# Just wanted to share :)



## Bubblz Calhoun (Jan 21, 2012)

_I changed my desktop and FB cover, it makes me smile every time I look at it. Hopefully it's contagious . 





_


----------



## dragonmetalhead (Jan 21, 2012)

Dude, that is epically awesome. And people say reptiles can't emote . . .


----------



## omgtaylorg (Jan 21, 2012)

lol thats great, looks to be lovin life


----------



## AP27 (Jan 22, 2012)

Awww.


----------



## Aardbark (Jan 22, 2012)

Awwwww happy lizard. So cute.


----------



## TeguBuzz (Jan 22, 2012)

Haha this is great. Put a smile on my face that's for sure!
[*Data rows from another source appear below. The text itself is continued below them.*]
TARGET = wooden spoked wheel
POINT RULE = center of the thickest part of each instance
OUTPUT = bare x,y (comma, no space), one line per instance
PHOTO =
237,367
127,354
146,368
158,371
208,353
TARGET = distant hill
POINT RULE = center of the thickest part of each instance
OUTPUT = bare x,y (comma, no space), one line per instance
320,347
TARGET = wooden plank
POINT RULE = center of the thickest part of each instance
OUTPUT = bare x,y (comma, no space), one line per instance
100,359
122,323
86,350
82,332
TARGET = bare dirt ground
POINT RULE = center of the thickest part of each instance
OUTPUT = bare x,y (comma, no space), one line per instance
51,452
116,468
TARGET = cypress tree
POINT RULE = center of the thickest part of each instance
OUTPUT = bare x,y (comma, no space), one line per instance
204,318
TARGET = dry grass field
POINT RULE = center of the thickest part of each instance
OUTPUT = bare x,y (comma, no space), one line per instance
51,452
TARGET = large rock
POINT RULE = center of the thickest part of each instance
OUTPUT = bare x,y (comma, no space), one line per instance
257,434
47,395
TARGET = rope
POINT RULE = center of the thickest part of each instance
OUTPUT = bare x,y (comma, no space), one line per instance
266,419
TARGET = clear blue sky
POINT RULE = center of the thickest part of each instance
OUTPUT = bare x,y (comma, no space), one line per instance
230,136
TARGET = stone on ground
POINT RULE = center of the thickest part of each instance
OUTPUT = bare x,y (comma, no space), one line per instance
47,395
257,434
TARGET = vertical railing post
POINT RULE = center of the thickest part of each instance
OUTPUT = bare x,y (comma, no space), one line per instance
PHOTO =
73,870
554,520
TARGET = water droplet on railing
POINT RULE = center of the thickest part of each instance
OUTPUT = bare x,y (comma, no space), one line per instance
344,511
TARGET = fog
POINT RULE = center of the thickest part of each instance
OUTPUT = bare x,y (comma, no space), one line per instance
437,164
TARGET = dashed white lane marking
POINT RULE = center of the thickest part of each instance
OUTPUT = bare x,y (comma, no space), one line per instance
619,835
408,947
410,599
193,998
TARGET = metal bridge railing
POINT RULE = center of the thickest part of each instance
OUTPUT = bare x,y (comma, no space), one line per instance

Damn that gu looks happy!


----------



## Bubblz Calhoun (Jan 23, 2012)

_I know right he looks so content_


----------



## chelvis (Jan 23, 2012)

this just put a big ol smile on my face. thanks for the share


----------



## Non Crimen Jr. (Jan 23, 2012)

<3<3<3<3


----------



## Bubblz Calhoun (Jan 27, 2012)

_Thanks everyone,.. I'm glad I'm not the only one it has that affect on _


----------



## Orion (Jan 27, 2012)

Smiles for miles. Awesome lizard even if he would not have smiled for his cameo. I would get that made into a t-shirt.


----------



## Bubblz Calhoun (Jan 27, 2012)

_That's a great idea  with something like Smile or have you smiled today, on it._


----------



## reptastic (Jan 27, 2012)

Love it, he just had his mouse burger lol,


----------



## Dana C (Jan 27, 2012)

What a great picture! Would you mind sharing your camera info....make, model, lens & distance from your big boy?


----------



## Bubblz Calhoun (Jan 27, 2012)

_Nothing special with extra lenses or any thing. Just an old Pentax Optio 750z_


----------



## Dana C (Jan 27, 2012)

Never the less, it is a great picture. Your framed you boy really well and must have gotten really close. I am not a great photographer but I am learning. I will take more pictures of my "kids" and post them for all to see. I have a quick question but I will post it separately on shedding.


----------



## jumper123 (Jan 27, 2012)

That's so Cute!!


----------



## Bubblz Calhoun (Jan 27, 2012)

_Thanks,.. most of my pets get use to the camera being around before me _


----------



## JohnMatthew (Jan 27, 2012)

He certainly seems to be loving life, thanks for the share!


----------



## Bubblz Calhoun (Jan 27, 2012)

_Since he has been through hard times and knows what it's like.  I think he knows he has it good now._


----------



## reptastic (Jan 27, 2012)

Bubblz Calhoun said:


> _Since he has been through hard times and knows what it's like.  I think he knows he has it good now._



Wait that's natsuki? I thought it was a different tegu lol I thought to ask in my previous post, he is huge and looks 10,000x's better than when you first got him, no wonder he's smiling


----------



## Compnerd7 (Jan 27, 2012)

Lol! That is the most content lizard I've ever seen! Great shot thank you for sharing.


----------



## txrepgirl (Jan 28, 2012)

Looking at him like this makes me want to give him a big smootch lol. He looks so cute  .


----------



## Bubblz Calhoun (Jan 28, 2012)

reptastic said:


> Bubblz Calhoun said:
> 
> 
> > _Since he has been through hard times and knows what it's like.  I think he knows he has it good now._
> ...



_Yep,.. that's him seven months later . Put on weight, his mouth and chin (or under his lower jaw) has cleared and lined up. But I think that patch on his nose might be a permanent scar because it hasn't changed much. It's gotten darker and a tad smaller not by much but I'm still hopefull.










_[/font]


----------



## reptastic (Jan 28, 2012)

WOW!!! you did an awesome job with him, just goes to show all the need is a lil tlc and the right husbandry


----------



## Bubblz Calhoun (Jan 28, 2012)

_Thank you,.. I agree, besides his nose those two pics don't even look like the same tegu._


----------